He got down on his knees beside Dao. The satyr lay on her back, head on Jeskura’s lap, and the gargoyle stroked her lover’s head between her four ram horns as she sniffed.
“You almost died,” Jes said.
Dao smiled up at her and clicked twice.
“Don’t say that! You almost died!” Jes lifted a hand, like she was ready to punch Dao or something, but no one bothered to stop her. With a weak sigh and shoulder tremble, she put her hand back down on Dao’s shoulder, and closed her eyes.
Acelina cut the farmed hearts into pieces with her claws and slipped them into Dao’s mouth. Dao tried to use her own hands, but got them a few inches off the ground before giving up. Blood was everywhere, and a lot of it was hers.
“I’m sorry,” David said. “I’m… so sorry, I–”
Jes snapped out her closer wing and hit him across the face with the blunt side of its thumb claw. She was not gentle.
“Don’t fucking apologize! Dao saved your life because she likes you, damn it. Don’t fucking… apologize.”
“I…” He gulped down the words and forced himself to look at Dao’s stomach. She wore armor that covered plenty of her body, even a chunk across her lower stomach, but there was no way to strap chunks of meera metal to the skin in a way that’d cover everything. The sword had entered above the stomach guard, just below her sternum, and as if to announce its deadly damage, Dao coughed, and blood splattered over her lips.
“She’ll… I think she’ll live,” Caera said, but her voice was heavy. “I hope.
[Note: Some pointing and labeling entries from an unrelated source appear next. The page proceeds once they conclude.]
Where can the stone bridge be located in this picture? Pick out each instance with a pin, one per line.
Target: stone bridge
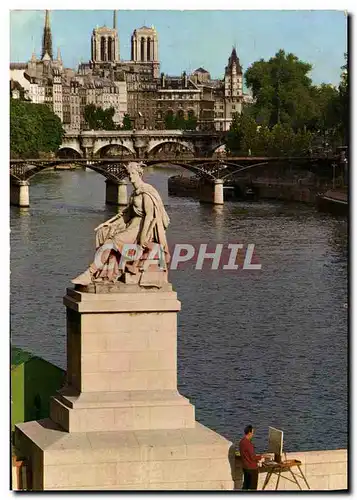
(213, 172)
(139, 143)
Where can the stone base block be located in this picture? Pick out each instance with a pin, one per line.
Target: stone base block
(122, 411)
(179, 459)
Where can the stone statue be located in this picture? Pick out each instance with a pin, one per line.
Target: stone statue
(141, 228)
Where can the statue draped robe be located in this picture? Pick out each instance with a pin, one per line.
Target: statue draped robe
(127, 229)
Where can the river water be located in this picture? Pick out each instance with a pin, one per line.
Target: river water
(267, 347)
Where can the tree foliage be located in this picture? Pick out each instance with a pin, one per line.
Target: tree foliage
(289, 115)
(98, 118)
(246, 137)
(281, 89)
(34, 129)
(179, 122)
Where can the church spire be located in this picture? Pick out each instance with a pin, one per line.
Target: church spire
(115, 19)
(47, 37)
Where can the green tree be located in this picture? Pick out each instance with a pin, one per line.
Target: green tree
(242, 135)
(281, 88)
(34, 129)
(127, 122)
(344, 102)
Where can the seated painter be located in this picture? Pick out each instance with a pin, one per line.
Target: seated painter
(141, 224)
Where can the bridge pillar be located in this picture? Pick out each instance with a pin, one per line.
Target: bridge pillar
(212, 192)
(116, 193)
(19, 193)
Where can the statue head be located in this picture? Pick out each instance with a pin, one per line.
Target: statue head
(135, 172)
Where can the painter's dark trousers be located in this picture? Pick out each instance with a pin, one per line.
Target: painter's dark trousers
(250, 479)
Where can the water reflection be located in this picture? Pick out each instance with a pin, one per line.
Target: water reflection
(267, 347)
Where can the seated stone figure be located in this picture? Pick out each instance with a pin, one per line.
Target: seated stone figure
(142, 223)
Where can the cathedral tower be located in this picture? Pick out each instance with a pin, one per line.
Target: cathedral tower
(145, 45)
(105, 44)
(47, 37)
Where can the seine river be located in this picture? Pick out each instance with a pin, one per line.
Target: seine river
(267, 347)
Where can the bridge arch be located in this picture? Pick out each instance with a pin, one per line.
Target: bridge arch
(114, 150)
(218, 150)
(69, 152)
(98, 147)
(170, 146)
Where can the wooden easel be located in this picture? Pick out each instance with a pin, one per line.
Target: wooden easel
(281, 467)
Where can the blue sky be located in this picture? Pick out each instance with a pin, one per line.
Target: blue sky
(189, 39)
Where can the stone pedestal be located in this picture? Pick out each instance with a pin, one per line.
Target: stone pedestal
(212, 192)
(19, 193)
(116, 194)
(120, 422)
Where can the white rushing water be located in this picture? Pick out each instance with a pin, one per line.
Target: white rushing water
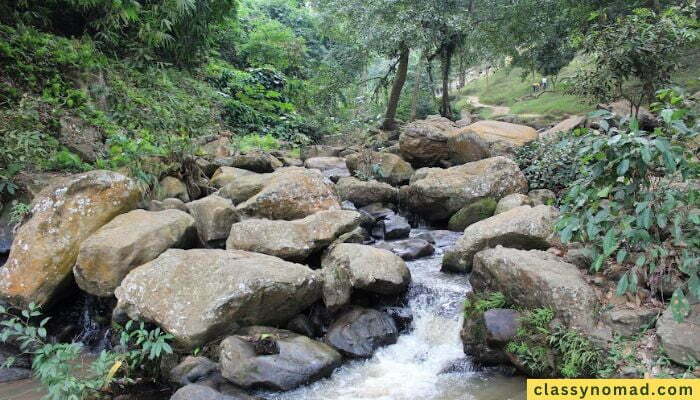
(426, 363)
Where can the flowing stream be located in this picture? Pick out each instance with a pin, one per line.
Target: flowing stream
(428, 362)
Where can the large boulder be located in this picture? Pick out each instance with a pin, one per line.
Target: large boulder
(171, 187)
(385, 167)
(200, 295)
(360, 331)
(256, 161)
(537, 279)
(225, 175)
(214, 216)
(45, 248)
(126, 242)
(392, 227)
(681, 340)
(332, 168)
(484, 139)
(523, 228)
(296, 360)
(436, 194)
(423, 143)
(362, 193)
(512, 201)
(350, 265)
(408, 249)
(292, 240)
(243, 187)
(291, 193)
(319, 150)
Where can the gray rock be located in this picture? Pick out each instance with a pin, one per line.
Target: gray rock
(537, 279)
(523, 227)
(333, 168)
(349, 266)
(299, 360)
(437, 194)
(167, 204)
(363, 193)
(681, 340)
(625, 321)
(256, 161)
(512, 201)
(193, 370)
(214, 216)
(126, 242)
(199, 295)
(408, 249)
(359, 332)
(225, 175)
(171, 187)
(292, 240)
(392, 227)
(199, 392)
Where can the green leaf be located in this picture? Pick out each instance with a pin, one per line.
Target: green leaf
(623, 167)
(680, 307)
(610, 243)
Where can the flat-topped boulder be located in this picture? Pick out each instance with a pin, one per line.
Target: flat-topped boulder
(362, 193)
(681, 340)
(256, 161)
(436, 194)
(359, 332)
(384, 166)
(484, 139)
(40, 264)
(214, 216)
(126, 242)
(332, 168)
(289, 193)
(200, 295)
(358, 266)
(523, 227)
(423, 143)
(225, 175)
(292, 240)
(297, 360)
(537, 279)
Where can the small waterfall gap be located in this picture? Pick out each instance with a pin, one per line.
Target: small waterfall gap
(428, 362)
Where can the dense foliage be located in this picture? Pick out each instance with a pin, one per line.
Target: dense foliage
(56, 364)
(637, 206)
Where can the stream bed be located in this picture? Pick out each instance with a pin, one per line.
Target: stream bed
(427, 362)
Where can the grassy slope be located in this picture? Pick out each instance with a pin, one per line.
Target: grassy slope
(508, 88)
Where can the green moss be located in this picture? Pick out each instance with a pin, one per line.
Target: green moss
(472, 213)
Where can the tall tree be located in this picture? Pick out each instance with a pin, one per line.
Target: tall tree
(389, 28)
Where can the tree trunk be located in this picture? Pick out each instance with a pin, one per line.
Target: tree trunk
(400, 79)
(416, 89)
(446, 59)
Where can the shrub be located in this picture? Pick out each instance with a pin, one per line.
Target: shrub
(636, 207)
(56, 366)
(551, 163)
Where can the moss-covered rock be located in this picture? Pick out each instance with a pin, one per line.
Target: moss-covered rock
(475, 212)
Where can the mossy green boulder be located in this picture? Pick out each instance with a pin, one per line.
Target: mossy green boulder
(474, 212)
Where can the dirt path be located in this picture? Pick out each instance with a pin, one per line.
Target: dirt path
(495, 110)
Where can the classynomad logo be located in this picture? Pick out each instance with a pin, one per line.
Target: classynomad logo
(613, 389)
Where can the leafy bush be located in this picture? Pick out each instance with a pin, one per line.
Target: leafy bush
(56, 366)
(636, 206)
(546, 348)
(634, 56)
(551, 163)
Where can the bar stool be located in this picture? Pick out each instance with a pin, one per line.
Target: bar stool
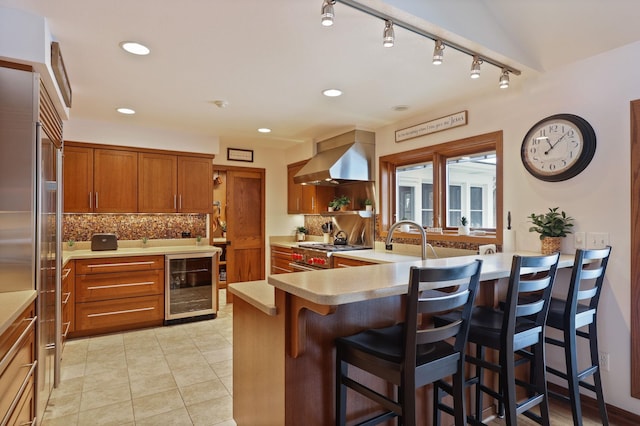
(410, 355)
(577, 311)
(516, 329)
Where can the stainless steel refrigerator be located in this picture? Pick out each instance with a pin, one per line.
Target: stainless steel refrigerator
(30, 216)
We got plenty of hearts here to eat. I’ve seen demons survive chest wounds like this, if they were fed immediately.” Growling loud enough everyone looked at her, Caera backed up and paced left and right beside the group. “What we don’t have, is time. Dao will take at least a week to heal from this enough to move on her own, maybe more because who the fuck knows how much damage an angel blade does. That angel you let go is going to come back with reinforcements in less time than that.”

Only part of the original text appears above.